Important Notes To Consider:

  • The quality of water, including natural seawater, is important. The term 'dH2O' generally refers to distilled, deionized, distilled/deionized water, Milli-Q water (Millipore Corp.), etc. Natural seawater and natural freshwater should be obtained from a non-polluted source.
  • When dissolving chemicals, wait for the first component to dissolve before adding the second. Stirring, and sometimes the addition of heat, is often required to dissolve the chemicals efficiently. Preparation of stock solutions for frequently made algal culture media make preparing media convenient but also necessary to avoid errors from weighing very tiny amounts.

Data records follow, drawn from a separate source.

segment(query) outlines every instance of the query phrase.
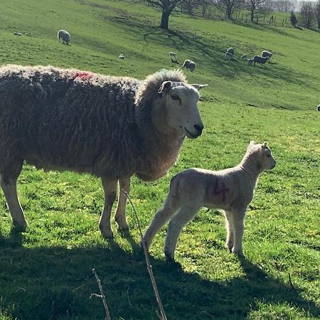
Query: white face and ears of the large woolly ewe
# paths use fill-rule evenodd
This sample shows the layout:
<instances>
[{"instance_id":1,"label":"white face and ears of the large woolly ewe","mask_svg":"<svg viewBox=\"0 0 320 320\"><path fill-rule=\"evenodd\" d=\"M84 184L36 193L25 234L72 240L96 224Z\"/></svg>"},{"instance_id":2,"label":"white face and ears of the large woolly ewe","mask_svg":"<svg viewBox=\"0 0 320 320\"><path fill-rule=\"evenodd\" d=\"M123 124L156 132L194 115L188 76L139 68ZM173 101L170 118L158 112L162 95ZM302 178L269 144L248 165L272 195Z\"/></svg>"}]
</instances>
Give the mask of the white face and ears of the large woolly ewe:
<instances>
[{"instance_id":1,"label":"white face and ears of the large woolly ewe","mask_svg":"<svg viewBox=\"0 0 320 320\"><path fill-rule=\"evenodd\" d=\"M203 122L198 110L200 90L206 85L164 81L158 91L158 105L166 108L166 122L190 139L201 136Z\"/></svg>"}]
</instances>

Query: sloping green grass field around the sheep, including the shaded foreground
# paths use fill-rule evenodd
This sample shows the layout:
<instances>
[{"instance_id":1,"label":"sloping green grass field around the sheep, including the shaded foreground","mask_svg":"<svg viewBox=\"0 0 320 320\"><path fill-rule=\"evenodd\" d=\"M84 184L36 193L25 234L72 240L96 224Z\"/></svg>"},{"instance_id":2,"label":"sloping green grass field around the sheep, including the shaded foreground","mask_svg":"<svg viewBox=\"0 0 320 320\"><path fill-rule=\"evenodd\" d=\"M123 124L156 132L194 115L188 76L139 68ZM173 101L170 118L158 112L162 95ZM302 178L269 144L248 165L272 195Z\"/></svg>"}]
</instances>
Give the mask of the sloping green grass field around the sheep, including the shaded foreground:
<instances>
[{"instance_id":1,"label":"sloping green grass field around the sheep, including the shaded foreground","mask_svg":"<svg viewBox=\"0 0 320 320\"><path fill-rule=\"evenodd\" d=\"M286 25L205 21L160 14L124 1L1 1L0 64L55 65L144 78L171 65L168 52L198 67L189 82L208 83L199 109L203 135L183 144L168 176L132 181L145 229L171 176L197 166L238 164L251 139L267 140L277 167L262 174L247 211L245 258L224 248L223 215L201 210L181 234L179 264L165 262L166 230L151 246L151 264L168 319L320 319L320 34ZM65 28L71 45L58 43ZM23 36L14 36L20 31ZM272 50L264 68L224 60ZM119 60L125 53L126 60ZM1 137L0 137L1 139ZM11 229L0 196L0 319L103 319L91 270L100 276L112 319L158 319L130 206L129 235L98 230L100 181L24 166L18 182L29 228Z\"/></svg>"}]
</instances>

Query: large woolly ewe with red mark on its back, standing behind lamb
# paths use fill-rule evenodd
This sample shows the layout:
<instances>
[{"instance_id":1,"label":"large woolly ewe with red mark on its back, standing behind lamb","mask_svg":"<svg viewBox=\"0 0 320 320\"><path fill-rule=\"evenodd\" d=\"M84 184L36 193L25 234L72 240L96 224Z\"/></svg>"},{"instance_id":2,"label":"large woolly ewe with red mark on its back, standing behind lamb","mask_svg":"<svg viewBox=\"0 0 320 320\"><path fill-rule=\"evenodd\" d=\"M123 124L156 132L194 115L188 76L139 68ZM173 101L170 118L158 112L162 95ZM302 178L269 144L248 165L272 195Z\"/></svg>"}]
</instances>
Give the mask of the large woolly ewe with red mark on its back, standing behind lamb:
<instances>
[{"instance_id":1,"label":"large woolly ewe with red mark on its back, standing behind lamb","mask_svg":"<svg viewBox=\"0 0 320 320\"><path fill-rule=\"evenodd\" d=\"M14 225L26 228L16 181L23 160L36 168L87 172L102 179L105 205L100 230L113 236L112 205L130 177L164 176L183 139L201 135L198 90L179 70L161 70L144 81L72 69L0 68L0 177ZM126 197L114 216L127 229Z\"/></svg>"}]
</instances>

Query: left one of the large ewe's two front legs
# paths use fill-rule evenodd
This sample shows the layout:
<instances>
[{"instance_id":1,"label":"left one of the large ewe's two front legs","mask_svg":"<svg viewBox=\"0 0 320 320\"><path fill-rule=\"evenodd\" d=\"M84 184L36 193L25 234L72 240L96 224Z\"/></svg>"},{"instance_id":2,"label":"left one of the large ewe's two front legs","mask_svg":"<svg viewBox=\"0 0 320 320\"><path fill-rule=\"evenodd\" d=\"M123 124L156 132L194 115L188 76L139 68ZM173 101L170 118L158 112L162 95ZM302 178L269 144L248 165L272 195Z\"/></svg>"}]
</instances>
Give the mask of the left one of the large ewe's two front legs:
<instances>
[{"instance_id":1,"label":"left one of the large ewe's two front legs","mask_svg":"<svg viewBox=\"0 0 320 320\"><path fill-rule=\"evenodd\" d=\"M111 210L117 194L117 180L107 181L102 178L102 187L105 191L105 206L100 217L99 228L104 238L112 238L113 233L110 225Z\"/></svg>"}]
</instances>

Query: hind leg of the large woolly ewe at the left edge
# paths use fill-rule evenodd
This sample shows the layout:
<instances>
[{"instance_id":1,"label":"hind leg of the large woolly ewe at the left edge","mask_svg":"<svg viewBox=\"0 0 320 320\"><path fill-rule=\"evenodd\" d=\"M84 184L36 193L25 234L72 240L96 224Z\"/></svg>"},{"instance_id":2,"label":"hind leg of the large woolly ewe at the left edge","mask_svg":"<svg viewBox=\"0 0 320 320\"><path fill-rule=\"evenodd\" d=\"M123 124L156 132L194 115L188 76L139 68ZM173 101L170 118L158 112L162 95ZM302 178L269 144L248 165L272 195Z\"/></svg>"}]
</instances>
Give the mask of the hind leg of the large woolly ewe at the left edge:
<instances>
[{"instance_id":1,"label":"hind leg of the large woolly ewe at the left edge","mask_svg":"<svg viewBox=\"0 0 320 320\"><path fill-rule=\"evenodd\" d=\"M28 224L24 217L16 191L16 182L18 175L21 172L21 168L22 163L16 164L16 166L11 165L10 171L1 172L1 188L4 191L6 204L9 208L14 227L23 231L26 230Z\"/></svg>"}]
</instances>

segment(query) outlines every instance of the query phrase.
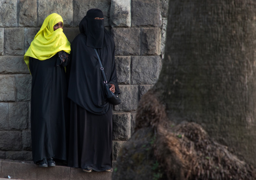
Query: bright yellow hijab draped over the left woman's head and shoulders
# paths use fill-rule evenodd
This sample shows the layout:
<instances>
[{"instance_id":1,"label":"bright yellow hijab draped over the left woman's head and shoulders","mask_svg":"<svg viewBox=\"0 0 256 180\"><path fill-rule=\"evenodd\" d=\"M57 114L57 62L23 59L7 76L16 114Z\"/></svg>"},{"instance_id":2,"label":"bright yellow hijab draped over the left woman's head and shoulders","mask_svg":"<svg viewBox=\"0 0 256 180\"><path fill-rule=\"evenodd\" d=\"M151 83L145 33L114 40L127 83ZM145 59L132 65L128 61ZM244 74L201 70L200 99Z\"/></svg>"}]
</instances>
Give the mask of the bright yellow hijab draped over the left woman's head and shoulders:
<instances>
[{"instance_id":1,"label":"bright yellow hijab draped over the left woman's head and shoulders","mask_svg":"<svg viewBox=\"0 0 256 180\"><path fill-rule=\"evenodd\" d=\"M53 30L53 26L63 20L61 16L53 13L45 18L43 25L31 42L28 51L24 55L24 61L29 69L29 57L39 60L46 60L54 56L59 51L70 54L70 42L61 28Z\"/></svg>"}]
</instances>

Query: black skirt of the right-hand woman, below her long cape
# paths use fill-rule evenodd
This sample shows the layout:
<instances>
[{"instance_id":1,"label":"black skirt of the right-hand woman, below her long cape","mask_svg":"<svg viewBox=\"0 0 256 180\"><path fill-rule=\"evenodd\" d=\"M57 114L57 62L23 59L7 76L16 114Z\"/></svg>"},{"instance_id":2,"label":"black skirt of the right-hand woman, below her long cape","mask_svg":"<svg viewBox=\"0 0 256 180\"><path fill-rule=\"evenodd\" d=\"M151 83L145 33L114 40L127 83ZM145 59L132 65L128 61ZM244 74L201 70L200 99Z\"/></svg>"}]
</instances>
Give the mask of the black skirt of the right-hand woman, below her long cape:
<instances>
[{"instance_id":1,"label":"black skirt of the right-hand woman, below her long cape","mask_svg":"<svg viewBox=\"0 0 256 180\"><path fill-rule=\"evenodd\" d=\"M112 107L102 115L71 101L69 166L104 171L112 164Z\"/></svg>"}]
</instances>

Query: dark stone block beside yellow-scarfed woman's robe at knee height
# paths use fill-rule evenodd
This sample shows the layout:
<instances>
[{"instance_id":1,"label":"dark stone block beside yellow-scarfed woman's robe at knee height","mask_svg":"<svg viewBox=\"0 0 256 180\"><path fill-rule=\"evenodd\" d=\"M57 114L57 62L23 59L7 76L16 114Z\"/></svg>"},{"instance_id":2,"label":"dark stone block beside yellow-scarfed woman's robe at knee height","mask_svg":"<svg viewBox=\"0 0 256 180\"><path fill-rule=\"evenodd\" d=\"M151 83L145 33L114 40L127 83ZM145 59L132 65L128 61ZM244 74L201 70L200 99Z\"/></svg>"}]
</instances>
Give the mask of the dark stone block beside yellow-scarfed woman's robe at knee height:
<instances>
[{"instance_id":1,"label":"dark stone block beside yellow-scarfed woman's robe at knee height","mask_svg":"<svg viewBox=\"0 0 256 180\"><path fill-rule=\"evenodd\" d=\"M28 128L27 102L9 103L9 128L17 130Z\"/></svg>"}]
</instances>

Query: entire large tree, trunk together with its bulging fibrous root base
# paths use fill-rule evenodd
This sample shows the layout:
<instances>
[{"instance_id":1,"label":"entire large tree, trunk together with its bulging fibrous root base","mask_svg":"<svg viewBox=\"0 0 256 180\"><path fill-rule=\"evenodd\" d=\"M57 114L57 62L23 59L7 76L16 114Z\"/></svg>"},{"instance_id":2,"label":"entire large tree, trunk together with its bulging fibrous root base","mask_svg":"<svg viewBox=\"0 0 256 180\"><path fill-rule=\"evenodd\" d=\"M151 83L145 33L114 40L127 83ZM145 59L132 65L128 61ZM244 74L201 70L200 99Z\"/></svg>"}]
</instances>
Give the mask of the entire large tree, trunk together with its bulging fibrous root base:
<instances>
[{"instance_id":1,"label":"entire large tree, trunk together with its bulging fibrous root base","mask_svg":"<svg viewBox=\"0 0 256 180\"><path fill-rule=\"evenodd\" d=\"M256 1L170 0L163 68L113 179L256 179L255 21Z\"/></svg>"}]
</instances>

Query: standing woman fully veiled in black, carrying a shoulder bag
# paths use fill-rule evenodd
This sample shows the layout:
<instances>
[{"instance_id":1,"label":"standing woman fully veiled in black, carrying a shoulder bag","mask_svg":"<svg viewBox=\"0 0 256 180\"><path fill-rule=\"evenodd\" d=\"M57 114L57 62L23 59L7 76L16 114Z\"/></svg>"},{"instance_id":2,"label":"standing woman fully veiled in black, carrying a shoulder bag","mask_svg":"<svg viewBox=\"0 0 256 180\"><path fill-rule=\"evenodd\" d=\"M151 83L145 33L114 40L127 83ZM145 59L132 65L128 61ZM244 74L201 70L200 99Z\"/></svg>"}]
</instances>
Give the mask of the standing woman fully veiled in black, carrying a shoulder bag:
<instances>
[{"instance_id":1,"label":"standing woman fully veiled in black, carrying a shoulder bag","mask_svg":"<svg viewBox=\"0 0 256 180\"><path fill-rule=\"evenodd\" d=\"M68 165L84 171L112 167L112 105L104 92L97 50L112 92L120 93L114 62L114 41L103 26L103 14L91 9L71 44L68 97L71 99Z\"/></svg>"}]
</instances>

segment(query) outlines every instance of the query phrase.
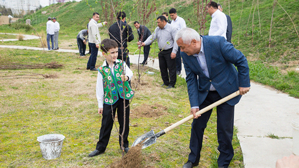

  • Attention should be given to the pH of the final medium. In most cases, if pH adjustment is required, this occurs before sterilization. Please note that autoclaving removes carbon dioxide from media lacking carbonate stabilizing buffers. This would make the medium very alkaline soon after removal from the autoclave. In these cases, you should wait approximately 24 hours for gaseous equilibrium before inoculating the medium.